It’s India’s entertainment and commercial capital – a peninsula where nearly 12 million people live side-by-side in an area less than half the size of London. It’s little surprise, then, that Mumbai has inspired some truly riveting reads, from first-hand accounts of life in the slum to epic novels that explore the city’s underworld. These, we reckon, are five of the best.

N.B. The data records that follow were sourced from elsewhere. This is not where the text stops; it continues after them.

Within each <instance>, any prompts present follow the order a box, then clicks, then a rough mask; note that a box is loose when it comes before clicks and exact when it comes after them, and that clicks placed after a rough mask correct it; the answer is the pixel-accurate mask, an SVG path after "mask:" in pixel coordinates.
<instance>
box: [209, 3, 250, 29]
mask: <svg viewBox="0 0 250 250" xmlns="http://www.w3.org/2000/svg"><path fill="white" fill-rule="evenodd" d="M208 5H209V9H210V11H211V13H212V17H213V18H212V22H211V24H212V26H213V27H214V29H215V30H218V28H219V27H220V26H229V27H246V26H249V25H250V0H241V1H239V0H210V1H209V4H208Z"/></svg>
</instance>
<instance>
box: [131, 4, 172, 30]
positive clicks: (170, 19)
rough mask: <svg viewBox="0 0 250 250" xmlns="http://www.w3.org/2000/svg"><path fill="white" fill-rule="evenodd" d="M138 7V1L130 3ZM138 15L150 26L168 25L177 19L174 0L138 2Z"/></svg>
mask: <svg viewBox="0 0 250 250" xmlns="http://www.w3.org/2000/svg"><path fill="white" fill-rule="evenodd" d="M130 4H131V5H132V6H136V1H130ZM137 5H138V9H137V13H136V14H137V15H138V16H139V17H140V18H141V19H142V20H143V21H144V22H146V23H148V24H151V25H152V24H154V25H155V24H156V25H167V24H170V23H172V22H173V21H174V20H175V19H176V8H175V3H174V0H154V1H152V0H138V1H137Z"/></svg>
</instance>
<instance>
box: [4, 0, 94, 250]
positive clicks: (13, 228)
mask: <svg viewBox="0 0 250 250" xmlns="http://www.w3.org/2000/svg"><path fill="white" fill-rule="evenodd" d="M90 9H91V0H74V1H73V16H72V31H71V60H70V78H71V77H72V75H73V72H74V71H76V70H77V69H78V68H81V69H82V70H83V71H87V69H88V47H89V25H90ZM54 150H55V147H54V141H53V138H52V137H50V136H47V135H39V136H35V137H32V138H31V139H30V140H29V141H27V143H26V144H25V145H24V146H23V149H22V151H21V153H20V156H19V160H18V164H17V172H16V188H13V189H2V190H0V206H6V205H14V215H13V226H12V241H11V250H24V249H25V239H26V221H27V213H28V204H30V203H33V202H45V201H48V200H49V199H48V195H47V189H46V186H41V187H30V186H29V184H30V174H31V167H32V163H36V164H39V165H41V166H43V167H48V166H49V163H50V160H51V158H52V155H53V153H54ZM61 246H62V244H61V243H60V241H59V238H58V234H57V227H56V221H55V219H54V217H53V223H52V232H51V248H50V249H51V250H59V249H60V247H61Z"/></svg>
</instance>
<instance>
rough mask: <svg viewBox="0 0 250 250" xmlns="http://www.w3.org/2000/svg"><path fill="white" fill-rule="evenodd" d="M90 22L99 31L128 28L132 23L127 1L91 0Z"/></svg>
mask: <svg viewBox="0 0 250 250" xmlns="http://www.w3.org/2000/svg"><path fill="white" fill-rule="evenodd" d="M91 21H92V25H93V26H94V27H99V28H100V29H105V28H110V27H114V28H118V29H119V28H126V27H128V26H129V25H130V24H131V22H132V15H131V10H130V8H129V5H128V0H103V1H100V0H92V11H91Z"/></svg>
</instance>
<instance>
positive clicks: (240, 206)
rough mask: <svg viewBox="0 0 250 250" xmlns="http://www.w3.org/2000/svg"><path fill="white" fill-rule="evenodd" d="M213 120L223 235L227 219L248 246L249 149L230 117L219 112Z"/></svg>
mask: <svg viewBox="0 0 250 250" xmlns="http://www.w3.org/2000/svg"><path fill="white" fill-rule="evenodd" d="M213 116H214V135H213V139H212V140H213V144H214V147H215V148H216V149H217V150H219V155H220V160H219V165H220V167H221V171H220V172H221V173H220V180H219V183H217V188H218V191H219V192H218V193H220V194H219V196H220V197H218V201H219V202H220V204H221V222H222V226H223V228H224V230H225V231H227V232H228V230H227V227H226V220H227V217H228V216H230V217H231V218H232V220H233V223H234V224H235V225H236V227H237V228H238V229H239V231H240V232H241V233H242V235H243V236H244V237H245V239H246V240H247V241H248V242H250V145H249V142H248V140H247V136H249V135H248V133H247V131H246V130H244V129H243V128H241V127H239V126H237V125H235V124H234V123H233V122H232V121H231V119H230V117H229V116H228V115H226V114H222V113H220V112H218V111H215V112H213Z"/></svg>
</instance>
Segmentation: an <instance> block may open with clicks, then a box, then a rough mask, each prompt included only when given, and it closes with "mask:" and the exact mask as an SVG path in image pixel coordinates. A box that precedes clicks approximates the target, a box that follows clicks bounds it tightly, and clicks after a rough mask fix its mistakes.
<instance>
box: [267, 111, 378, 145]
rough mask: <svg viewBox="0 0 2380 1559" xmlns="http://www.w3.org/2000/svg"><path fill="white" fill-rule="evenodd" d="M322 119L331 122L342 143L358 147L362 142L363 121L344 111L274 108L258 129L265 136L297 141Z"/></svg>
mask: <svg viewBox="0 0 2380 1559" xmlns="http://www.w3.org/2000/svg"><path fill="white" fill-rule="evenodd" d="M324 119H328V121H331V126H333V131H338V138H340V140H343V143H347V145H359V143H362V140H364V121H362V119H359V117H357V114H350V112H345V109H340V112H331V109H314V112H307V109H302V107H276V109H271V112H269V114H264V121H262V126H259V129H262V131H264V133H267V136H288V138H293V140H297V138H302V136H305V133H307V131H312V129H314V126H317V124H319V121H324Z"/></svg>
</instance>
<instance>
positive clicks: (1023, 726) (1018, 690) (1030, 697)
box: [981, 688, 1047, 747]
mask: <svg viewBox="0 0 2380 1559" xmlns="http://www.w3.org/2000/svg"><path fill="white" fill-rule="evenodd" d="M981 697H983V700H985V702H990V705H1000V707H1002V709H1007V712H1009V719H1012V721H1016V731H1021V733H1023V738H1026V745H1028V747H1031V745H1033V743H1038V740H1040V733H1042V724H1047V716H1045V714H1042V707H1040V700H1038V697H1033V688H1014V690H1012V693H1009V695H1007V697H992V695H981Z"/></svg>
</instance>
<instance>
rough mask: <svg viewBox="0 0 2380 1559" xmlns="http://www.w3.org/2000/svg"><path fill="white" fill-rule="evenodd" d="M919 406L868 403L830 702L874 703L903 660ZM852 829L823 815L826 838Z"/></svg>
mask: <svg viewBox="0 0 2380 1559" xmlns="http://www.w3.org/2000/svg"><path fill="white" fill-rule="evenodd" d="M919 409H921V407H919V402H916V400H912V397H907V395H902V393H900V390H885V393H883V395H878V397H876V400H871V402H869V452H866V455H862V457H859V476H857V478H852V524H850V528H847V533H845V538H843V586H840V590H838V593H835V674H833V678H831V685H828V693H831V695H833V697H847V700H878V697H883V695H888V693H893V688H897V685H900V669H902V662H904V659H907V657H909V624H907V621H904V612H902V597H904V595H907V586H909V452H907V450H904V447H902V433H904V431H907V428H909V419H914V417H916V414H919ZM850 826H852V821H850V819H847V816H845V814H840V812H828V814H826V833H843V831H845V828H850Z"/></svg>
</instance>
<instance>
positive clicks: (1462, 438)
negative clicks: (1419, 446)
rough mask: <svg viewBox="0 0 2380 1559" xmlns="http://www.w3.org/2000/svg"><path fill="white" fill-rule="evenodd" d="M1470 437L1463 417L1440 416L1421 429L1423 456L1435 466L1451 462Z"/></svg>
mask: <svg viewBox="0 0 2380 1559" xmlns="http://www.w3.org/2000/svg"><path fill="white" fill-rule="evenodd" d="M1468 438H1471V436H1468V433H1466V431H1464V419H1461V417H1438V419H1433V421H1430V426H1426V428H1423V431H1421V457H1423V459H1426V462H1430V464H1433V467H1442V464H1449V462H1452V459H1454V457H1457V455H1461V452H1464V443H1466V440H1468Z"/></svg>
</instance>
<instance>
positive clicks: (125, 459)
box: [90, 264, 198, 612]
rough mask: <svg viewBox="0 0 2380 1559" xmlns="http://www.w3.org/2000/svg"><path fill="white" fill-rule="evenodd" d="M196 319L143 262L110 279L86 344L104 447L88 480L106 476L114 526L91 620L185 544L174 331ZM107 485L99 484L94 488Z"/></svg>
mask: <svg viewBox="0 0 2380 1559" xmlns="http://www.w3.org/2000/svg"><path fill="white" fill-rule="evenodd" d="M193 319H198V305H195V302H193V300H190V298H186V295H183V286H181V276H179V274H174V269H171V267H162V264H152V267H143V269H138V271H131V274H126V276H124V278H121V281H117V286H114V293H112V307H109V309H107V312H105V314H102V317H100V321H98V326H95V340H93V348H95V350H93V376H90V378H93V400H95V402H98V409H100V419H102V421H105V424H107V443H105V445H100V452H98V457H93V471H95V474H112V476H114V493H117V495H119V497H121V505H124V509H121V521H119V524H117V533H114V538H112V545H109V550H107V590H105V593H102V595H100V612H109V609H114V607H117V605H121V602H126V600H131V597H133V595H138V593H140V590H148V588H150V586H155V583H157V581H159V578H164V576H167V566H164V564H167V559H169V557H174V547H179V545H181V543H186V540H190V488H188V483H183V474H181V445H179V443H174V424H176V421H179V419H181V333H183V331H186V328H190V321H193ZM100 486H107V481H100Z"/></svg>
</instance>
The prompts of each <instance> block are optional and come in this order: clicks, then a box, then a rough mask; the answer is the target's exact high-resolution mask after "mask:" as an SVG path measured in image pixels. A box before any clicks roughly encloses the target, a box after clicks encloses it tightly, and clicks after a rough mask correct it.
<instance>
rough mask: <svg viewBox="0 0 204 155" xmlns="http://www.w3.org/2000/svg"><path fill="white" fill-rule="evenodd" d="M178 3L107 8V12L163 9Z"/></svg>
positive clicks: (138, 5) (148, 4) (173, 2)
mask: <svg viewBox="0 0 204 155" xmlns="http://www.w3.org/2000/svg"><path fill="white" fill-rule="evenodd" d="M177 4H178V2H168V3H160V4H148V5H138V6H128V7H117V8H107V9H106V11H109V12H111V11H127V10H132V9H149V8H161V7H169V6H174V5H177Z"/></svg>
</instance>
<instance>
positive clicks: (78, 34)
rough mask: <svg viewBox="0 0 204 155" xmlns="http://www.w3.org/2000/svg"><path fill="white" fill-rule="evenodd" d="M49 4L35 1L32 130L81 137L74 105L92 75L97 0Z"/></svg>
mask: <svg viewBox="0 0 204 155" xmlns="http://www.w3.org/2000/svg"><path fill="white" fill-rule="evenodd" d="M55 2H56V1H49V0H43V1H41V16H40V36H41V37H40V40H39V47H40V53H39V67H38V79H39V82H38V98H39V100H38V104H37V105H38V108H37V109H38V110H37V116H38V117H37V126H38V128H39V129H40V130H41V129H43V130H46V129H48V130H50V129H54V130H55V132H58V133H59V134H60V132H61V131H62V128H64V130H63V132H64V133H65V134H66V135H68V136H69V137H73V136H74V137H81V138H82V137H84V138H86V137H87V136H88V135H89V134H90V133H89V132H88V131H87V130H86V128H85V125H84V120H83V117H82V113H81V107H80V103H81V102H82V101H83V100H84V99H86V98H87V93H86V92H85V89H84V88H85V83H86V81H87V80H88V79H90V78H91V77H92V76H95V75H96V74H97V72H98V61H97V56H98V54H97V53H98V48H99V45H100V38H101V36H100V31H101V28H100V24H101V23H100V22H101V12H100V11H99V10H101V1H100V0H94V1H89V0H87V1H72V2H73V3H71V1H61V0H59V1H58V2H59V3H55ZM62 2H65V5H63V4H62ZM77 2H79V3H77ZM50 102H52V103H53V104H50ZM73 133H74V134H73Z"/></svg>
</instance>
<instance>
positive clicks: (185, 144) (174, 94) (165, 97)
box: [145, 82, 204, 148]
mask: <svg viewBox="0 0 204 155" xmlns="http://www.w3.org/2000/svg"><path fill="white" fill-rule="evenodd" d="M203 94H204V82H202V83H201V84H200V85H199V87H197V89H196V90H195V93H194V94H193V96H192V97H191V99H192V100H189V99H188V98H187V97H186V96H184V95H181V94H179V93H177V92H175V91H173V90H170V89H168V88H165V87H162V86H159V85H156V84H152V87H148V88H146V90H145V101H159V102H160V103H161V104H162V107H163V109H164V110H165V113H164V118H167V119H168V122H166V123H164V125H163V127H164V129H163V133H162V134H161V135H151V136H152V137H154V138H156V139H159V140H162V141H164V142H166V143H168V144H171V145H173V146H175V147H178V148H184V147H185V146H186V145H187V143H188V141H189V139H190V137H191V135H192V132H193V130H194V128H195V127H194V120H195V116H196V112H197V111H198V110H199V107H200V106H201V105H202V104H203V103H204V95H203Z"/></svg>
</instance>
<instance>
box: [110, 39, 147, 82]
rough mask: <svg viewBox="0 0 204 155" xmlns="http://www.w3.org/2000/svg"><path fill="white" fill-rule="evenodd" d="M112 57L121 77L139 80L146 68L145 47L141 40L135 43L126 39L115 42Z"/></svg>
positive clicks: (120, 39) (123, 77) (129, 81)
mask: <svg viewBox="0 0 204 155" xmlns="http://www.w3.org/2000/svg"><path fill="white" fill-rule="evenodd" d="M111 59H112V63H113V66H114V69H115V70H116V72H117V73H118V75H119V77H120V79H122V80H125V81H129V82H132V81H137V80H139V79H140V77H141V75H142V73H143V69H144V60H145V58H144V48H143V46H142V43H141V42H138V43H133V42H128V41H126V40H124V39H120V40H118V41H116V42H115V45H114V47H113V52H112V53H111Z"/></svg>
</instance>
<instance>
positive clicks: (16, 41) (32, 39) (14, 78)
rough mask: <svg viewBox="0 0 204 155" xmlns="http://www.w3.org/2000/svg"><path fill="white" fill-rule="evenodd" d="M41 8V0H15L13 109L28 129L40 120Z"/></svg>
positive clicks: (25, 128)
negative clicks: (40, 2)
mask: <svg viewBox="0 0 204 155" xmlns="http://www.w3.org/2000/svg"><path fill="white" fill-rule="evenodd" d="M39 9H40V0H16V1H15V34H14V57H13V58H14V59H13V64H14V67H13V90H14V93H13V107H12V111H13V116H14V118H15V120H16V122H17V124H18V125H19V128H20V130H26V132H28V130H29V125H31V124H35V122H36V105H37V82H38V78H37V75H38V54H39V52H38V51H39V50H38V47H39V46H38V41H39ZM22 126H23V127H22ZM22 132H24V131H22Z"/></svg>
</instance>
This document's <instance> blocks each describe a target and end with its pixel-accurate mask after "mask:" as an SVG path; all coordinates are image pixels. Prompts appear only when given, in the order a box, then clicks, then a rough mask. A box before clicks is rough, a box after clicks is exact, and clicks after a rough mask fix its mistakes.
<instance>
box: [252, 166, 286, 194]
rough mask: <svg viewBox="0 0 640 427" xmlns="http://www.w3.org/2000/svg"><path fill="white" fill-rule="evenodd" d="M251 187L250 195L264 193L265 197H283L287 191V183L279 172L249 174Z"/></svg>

It’s the 936-page story of an escaped Australian convict who builds a new life in the Bombay underworld – and much of Shantaram’s chronology, unlike its characters, is apparently based on real-life events. Why Gregory David Roberts wrote a novel instead of an autobiography is a question that many have pondered, especially if this could have prevented sentences like “Our tongues writhed, and slithered in their caves of pleasure” from being written. But get past the cringe-worthy metaphors, and the slightly annoying aphorisms, and it’s undeniably fun being taken in by Shantaram’s truly rip-roaring adventures. Just don’t be tempted to buy the sequel.
4. Maximum City: Bombay Lost and Found
If ever a non-fiction book captured the essence of modern-day Bombay, it’s Maximum City. Suketa Mehta, who left the city aged 14, returned for two-and-a-half years to research its narrative – and during that time he met the super-rich, the super-poor and just about everyone in between, including feared mafia dons, once-violent Hindu nationalists and, less scarily, determined teenaged poets. As the book progresses Mehta tries to work out whether he could return “home” and, after almost 500 pages, he decides that he probably could. The trick, apparently, is to discover one’s own Bombay before inhabiting it, which is as good an excuse as any to pay it another visit.
It has a few parallels to Shantaram in that it explores the darker side of Bombay, and that its author escaped the clutches of heroin addiction. But Jeet Thayil’s Narcopolis, which was shortlisted for the 2012 Man Booker Prize, places opium – and specifically Rashid’s opium – at the heart of the story. Characters come and go, but most of them have one thing in common: addiction. Their tales are told against the backdrop of a city that appears to be falling apart; by the end, however, Bombay has somehow managed to reinvent itself. Its journey – and that of the narrator – is a fascinating one.
2. Midnight’s Children
“I was born in the city of Bombay,” reads the first sentence of Midnight’s Children, “once upon a time.” Salman Rushdie’s mammoth novel, which is narrated by Saleem Sinai, its main protagonist (and, according to the Times of India, Rushdie’s most-loved character ever), may be a grand tale of Indian identity, but it’s also a celebration of the city of the author’s birth. Indeed, it begins and ends there, and the other locations – namely Kashmir, Delhi, Pakistan and Bangladesh – don’t really compare. Saleem, for example, “never forgave Karachi for not being Bombay.” Midnight’s Children won the Booker of Bookers in 1993.
1. Behind the Beautiful Forevers
Pulitzer Prize-winning writer Katherine Boo spent three-and-a-half years, on an off, in Mumbai’s Annawadi slum ahead of writing this award-winning account of life in one of the city’s most challenging environments – a place where 3,000 people live within half an acre, and where selling discarded rubbish is one of the only career paths its children can take. Boo introduces the reader to three families who call Annawadi home, and whose futures are uncertain owing to the slum’s proximity to the ever-expanding Chhatrapati Shivaji International Airport. The book’s somewhat crowded, which goes with the territory, but at 250 pages it’s refreshingly brief and hugely poignant.